Sorry no personal experience, but this sure looks nice. (no hookups)
http://www.mass.gov/dcr/parks/southeast/hbch.htm
Horseneck Beach State Park

Or try 
http://maps.google.com/
under search field:
RV campgrounds (city, state) eg. Quincy, MA
Hope that helps

Jared


----------



## mswalt (Sep 14, 2004)

djd1023,

You might check out www.ucampnh.com/dir-sea.asp; www.rvparkusa.com.ri.htm; www.campconn.com/listings.htm; newenglandusa.com/Camping/

These might give you some ideas. Hope they help.

Mark


----------



## hatcityhosehauler (Feb 13, 2004)

I didn't even think about the Cape. I bet there is bound to be at least one beach front campground out there.


----------



## Momto4boyz62 (Feb 20, 2005)

We are cape cod campers!!! One place we like to stay (but you need to plan in advance) is Camper's Haven in Dennisport. The campground is right across the street from Nantucket Sound and they have their own private beach. We love walking to the beach to have coffee on the beach.
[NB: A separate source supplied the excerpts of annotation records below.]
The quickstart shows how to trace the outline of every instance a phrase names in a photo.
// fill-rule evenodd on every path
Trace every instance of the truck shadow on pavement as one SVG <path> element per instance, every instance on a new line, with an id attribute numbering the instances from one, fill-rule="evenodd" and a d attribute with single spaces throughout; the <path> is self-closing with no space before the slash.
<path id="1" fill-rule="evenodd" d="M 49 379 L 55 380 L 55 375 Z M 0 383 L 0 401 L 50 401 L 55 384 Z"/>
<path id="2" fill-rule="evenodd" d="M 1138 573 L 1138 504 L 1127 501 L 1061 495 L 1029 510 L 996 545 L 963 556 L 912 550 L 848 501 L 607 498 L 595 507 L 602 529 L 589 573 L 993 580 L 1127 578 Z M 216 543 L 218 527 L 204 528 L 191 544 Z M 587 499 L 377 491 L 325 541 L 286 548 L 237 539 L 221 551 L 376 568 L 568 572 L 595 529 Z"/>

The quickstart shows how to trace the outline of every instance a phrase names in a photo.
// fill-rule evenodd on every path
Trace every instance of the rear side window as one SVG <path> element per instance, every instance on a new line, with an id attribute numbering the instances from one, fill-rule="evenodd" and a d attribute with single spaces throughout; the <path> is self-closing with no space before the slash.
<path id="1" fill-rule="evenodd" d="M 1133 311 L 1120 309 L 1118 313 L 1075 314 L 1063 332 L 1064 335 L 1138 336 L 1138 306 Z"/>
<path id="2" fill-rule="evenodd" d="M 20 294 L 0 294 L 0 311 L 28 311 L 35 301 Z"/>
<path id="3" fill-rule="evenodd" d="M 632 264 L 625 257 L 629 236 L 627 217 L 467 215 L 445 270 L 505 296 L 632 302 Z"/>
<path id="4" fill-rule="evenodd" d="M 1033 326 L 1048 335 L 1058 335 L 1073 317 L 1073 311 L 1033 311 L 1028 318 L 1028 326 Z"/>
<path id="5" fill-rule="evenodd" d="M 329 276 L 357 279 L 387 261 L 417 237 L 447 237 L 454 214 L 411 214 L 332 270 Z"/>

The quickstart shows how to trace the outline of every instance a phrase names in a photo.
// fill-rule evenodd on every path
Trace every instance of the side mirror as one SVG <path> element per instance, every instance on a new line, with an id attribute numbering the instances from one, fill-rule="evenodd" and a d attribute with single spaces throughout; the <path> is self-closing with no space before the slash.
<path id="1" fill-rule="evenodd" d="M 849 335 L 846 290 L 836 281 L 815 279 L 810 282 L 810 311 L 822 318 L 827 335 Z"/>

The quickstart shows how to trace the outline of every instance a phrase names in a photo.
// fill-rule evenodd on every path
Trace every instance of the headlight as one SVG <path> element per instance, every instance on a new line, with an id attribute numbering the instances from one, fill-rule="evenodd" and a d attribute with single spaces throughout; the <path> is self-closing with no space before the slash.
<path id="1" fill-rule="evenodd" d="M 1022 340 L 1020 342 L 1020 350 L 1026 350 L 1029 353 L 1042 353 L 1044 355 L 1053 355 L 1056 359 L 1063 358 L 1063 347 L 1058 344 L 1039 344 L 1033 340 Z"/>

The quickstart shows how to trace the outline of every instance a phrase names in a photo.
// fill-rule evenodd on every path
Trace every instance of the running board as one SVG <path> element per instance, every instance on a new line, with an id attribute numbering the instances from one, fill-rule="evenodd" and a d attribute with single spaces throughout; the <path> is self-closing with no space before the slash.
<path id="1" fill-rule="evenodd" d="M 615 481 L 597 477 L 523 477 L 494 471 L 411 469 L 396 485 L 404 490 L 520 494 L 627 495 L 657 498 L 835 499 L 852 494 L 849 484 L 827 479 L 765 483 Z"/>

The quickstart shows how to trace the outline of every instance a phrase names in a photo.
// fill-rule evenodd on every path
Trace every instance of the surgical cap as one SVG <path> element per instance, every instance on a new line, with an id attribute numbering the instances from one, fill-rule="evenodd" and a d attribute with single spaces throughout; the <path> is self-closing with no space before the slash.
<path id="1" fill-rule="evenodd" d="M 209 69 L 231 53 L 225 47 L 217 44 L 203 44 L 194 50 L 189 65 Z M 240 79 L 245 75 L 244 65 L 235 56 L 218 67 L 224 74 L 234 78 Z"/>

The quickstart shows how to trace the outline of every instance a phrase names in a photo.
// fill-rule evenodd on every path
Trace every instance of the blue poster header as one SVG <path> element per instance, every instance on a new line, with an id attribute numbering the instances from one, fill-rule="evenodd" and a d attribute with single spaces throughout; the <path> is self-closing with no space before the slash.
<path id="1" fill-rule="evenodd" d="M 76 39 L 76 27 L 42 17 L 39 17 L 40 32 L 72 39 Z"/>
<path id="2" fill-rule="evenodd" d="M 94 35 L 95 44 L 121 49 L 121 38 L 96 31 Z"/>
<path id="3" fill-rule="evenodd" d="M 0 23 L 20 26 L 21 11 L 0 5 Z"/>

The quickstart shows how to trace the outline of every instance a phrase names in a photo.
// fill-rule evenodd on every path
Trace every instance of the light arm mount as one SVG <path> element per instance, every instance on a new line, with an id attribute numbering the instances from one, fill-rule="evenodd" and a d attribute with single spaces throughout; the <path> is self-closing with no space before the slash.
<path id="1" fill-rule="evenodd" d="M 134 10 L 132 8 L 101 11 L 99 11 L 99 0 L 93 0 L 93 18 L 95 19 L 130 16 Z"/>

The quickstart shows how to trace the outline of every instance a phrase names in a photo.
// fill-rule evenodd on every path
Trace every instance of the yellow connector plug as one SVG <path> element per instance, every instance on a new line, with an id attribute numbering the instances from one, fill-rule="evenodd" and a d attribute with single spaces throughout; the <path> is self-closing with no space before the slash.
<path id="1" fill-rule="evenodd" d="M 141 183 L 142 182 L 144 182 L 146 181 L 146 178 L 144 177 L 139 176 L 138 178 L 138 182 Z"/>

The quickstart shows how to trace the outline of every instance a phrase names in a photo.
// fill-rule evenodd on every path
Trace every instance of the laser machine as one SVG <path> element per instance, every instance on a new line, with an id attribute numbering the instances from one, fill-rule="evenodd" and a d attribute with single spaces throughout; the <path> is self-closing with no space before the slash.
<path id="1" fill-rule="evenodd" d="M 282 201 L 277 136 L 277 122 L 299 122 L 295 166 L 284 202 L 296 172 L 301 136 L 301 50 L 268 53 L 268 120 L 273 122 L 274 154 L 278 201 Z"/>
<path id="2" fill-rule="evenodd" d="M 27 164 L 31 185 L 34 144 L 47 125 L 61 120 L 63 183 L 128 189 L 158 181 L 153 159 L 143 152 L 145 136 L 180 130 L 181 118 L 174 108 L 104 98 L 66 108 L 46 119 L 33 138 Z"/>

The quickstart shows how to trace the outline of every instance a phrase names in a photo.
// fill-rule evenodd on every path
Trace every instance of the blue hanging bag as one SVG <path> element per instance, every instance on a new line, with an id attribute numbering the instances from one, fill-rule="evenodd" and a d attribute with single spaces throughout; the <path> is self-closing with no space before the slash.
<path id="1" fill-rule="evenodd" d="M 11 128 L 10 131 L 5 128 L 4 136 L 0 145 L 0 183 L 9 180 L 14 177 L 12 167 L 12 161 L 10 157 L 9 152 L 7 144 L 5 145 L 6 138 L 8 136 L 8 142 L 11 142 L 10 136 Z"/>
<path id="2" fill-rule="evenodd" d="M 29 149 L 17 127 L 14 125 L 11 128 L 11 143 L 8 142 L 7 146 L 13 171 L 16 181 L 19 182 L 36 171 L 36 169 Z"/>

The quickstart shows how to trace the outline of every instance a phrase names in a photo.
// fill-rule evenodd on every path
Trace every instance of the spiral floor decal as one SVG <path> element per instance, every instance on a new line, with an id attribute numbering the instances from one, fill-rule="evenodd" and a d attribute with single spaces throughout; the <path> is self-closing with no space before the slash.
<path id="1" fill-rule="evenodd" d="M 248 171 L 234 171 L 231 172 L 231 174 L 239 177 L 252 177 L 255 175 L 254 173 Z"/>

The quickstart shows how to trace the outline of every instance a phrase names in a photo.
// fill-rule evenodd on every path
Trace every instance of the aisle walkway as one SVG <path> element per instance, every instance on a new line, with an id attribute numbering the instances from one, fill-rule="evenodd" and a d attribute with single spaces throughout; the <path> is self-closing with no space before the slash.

We bring our chairs and everything down to the beach in the morning, can leave everything there and walk back to the site for lunch and then walk back to the beach.

Campsites are not "on the beach" but are a short walk, or you can catch the golf cart that goes around the campground for a ride. There is a great playground for the kids and toddler playground and also a skateboard park there too. Check them out at www.campershaven.com/

There are a couple campgrounds in Provincetown that are right on the beach but I have heard some stuff about them (dont' want to go there with young children as it is homosexual paradise).


----------



## Sea Camper (Mar 3, 2005)

If you don't mind camping in State Parks- dry camping, in CT you can camp right at Hammonasett State Park or Rocky Neck State Park. Both are right on Long Island Sound. Or try Salisbury State Reservation in Massachusetts, it is on a barrier reef and has electricity and water hookups on most sites.


----------



## Central Mass Outbackers (Jun 13, 2004)

We spend a week at Scusset Beach State Park every summer. It has full hookups and is right at the end of the Cape Cod Canal, with a beautiful beach and access to the canal bike path. You have to make reservations early though. I can pretty much guarantee that it's fully booked for this summer already.

Fisherman's Memorial State Park in Narragansett RI is another thought. It's not on the beach, but is only a short ride to several really nice beaches, as well as the Block Island ferry. Again, it's hard to get reservations there. We tried for this summer, but they were already full.


----------